Break of Day
translated from French by Enid Mcleod
I found this book both beautiful and uplifting, and painstakingly slow and even dull. Which is probably why I had started and abandoned it once before. I’m glad I gave it another go.
I suppose you could call this novel a lightly fictionalised autobiography, and it may even have been the inspiration for so many books since written in that vein – half of Amélie Nothomb’s works, for example. Its ageing heroine, Colette, is spending a summer in her beloved Provence. She is alone but for a coterie of pets and, though she has endless company from friends old and new, she feels strongly that the time has come to learn how to be on her own, how to live without love.

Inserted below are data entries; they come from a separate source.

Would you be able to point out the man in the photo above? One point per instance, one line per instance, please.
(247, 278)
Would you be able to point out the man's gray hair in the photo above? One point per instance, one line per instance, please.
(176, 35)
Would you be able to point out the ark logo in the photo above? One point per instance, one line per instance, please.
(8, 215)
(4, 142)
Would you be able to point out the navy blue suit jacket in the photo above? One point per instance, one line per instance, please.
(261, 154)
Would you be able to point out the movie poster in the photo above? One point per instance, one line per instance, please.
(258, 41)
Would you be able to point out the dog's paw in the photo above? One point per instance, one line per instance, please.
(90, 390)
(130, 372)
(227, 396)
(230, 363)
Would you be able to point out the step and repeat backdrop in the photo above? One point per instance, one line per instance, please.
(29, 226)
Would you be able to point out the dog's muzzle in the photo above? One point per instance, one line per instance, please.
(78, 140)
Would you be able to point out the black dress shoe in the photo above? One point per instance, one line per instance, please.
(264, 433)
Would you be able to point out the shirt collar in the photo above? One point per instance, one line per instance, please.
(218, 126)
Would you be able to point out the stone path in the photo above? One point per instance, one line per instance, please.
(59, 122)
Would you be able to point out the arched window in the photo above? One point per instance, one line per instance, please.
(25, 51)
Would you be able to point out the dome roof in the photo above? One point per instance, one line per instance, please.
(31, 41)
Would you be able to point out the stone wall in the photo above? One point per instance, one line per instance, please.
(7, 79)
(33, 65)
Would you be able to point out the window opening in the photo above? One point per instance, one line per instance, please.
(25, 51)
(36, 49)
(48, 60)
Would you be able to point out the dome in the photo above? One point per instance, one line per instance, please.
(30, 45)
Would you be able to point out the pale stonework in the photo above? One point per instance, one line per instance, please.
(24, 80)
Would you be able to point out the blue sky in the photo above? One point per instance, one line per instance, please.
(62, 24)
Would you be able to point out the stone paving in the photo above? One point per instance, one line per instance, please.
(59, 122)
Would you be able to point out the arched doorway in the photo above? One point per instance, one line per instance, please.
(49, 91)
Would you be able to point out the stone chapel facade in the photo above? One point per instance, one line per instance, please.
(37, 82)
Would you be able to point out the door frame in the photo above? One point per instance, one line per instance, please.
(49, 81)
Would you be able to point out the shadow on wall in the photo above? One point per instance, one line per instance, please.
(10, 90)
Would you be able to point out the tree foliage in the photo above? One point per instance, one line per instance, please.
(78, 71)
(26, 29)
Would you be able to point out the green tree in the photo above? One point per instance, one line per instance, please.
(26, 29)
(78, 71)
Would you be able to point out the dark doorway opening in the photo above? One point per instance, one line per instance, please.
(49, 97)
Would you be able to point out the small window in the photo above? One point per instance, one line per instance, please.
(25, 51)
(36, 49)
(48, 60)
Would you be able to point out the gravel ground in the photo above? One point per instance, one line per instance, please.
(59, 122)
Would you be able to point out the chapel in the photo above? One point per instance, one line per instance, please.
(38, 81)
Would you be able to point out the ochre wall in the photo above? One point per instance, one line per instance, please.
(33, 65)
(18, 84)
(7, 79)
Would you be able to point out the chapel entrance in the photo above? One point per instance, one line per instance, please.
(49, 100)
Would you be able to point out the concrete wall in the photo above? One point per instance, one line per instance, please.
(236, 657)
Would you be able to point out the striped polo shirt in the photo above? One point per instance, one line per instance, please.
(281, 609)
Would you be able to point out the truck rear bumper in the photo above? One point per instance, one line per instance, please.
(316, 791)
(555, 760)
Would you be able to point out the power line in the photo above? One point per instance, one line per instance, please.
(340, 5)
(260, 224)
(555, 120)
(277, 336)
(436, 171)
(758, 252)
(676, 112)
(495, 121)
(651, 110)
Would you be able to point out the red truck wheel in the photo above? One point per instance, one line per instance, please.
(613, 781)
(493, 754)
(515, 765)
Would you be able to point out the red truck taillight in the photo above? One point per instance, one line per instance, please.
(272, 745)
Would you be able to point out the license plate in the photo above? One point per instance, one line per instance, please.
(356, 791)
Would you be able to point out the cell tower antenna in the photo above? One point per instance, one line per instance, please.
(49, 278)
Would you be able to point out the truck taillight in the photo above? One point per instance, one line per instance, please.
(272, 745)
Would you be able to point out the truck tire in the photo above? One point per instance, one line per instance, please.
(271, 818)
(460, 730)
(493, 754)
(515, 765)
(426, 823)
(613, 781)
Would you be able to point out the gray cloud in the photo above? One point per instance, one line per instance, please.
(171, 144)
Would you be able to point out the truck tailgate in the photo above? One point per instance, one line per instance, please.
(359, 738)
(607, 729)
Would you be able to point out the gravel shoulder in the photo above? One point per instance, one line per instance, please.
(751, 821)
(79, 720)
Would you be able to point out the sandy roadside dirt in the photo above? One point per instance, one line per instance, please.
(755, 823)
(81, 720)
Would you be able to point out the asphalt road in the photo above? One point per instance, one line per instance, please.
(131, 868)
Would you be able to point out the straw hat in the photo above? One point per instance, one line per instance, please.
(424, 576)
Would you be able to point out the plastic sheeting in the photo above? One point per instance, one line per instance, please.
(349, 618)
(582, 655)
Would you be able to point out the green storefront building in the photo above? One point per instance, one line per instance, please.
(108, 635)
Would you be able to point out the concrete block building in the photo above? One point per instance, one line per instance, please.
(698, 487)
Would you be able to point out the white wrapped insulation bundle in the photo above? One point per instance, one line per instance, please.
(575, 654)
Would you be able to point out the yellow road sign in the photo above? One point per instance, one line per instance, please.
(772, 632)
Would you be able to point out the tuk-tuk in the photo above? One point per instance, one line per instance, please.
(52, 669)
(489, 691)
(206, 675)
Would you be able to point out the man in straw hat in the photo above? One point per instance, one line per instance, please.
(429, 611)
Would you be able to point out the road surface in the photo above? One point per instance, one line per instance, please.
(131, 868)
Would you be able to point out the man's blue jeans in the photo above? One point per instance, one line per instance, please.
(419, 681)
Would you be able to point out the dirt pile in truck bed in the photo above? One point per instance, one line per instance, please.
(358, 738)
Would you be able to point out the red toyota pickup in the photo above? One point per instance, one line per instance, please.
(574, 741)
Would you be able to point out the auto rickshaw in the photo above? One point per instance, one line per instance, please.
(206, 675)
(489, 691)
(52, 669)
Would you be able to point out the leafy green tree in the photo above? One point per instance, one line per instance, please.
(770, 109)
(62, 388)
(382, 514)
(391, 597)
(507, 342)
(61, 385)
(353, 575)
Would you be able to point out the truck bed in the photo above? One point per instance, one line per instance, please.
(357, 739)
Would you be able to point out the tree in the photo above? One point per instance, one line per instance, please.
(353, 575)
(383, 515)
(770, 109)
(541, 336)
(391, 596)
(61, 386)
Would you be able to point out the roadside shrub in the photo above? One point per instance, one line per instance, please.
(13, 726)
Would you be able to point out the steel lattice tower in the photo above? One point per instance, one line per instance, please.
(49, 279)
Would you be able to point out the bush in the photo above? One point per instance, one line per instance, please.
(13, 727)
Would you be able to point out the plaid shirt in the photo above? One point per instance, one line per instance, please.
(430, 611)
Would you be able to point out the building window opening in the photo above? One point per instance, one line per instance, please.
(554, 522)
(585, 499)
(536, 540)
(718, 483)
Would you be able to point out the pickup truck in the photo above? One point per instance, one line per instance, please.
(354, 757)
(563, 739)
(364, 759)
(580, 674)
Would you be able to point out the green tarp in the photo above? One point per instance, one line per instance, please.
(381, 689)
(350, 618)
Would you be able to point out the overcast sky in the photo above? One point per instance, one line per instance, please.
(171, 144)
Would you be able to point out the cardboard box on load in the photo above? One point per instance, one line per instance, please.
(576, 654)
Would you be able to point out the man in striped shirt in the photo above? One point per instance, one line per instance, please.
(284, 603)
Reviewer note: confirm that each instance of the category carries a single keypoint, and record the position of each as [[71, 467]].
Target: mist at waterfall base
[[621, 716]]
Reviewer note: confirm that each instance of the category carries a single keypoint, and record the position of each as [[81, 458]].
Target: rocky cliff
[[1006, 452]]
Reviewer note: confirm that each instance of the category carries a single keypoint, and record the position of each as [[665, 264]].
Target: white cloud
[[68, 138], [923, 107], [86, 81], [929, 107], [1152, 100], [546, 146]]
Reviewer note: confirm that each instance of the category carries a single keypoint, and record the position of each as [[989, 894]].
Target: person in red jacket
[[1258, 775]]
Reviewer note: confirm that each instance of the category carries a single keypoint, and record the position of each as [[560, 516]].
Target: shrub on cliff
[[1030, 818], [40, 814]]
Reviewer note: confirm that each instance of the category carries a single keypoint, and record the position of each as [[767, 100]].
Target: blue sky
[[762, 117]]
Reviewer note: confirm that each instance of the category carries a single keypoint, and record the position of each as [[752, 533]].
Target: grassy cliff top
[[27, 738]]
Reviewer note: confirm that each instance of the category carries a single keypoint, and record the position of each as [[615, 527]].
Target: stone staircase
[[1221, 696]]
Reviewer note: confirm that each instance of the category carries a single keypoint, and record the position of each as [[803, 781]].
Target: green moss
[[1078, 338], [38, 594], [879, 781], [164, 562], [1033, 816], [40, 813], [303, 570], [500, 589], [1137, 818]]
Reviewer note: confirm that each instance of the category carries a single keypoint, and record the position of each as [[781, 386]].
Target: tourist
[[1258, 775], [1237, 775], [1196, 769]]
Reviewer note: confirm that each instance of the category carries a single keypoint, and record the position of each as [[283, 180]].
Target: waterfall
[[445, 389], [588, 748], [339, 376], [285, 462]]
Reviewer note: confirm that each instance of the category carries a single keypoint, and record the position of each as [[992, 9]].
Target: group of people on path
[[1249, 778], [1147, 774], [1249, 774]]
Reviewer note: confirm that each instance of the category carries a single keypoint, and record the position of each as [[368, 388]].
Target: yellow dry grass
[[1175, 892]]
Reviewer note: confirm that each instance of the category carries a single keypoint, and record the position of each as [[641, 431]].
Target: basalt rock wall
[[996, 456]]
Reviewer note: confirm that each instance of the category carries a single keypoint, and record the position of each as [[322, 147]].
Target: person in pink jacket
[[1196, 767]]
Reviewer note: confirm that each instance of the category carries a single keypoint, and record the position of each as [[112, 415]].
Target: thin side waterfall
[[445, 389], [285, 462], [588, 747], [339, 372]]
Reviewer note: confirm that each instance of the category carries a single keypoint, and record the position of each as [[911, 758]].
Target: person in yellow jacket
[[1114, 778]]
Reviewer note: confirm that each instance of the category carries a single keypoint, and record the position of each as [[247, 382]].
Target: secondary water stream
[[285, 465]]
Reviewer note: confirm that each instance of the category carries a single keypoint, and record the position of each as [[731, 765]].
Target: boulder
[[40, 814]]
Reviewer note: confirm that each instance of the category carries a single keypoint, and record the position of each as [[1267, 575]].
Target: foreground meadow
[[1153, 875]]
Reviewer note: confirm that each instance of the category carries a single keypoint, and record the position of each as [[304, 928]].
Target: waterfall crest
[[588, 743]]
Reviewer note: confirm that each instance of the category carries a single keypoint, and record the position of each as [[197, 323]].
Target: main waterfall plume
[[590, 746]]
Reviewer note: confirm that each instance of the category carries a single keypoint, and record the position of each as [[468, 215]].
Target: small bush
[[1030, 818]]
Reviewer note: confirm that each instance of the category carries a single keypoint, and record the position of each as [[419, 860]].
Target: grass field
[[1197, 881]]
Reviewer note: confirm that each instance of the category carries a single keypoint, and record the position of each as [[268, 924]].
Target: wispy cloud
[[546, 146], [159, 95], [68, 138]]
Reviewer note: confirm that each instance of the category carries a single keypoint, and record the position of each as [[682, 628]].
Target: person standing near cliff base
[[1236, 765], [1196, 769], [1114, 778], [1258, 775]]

The novel is partly addressed to, and partly about, her mother Sido. Colette quotes from her mother’s letters and realises with pride how much she has come to be like her. But mostly it is a musing on her own life, her love of nature and her thoughts on love. Her lofty aim to no longer depend on a man for happiness is complicated by the presence of Valère Vial, a younger man whose company she enjoys but who she frets does not belong in her story.
The prose is beautiful but rambling. The blurb calls it a prose poem and that’s pretty apt. If you can accept that for pages at a time nothing will happen, or her meaning will not be clear, then you can just wallow in the language and enjoy a master at work:
“The open windows let in the smell of the melon rinds floating on the water of the port; between two parts of a tango, a long sigh announced that a wave, born far out at sea, had just died within a few paces of us.”
The title refers to her ongoing battle with sleep and her love of the dawn. A lot of the book is set in the middle of the night or in the early hours of the morning, with Colette perusing life in an overtired state, hoping to see the new day begin before sleep finally comes. It could be the most lyrical autobiography I have read, except that she adds the lines:
“Are you imagining, as you read me, that I am portraying myself? Have patience: this is merely my model.”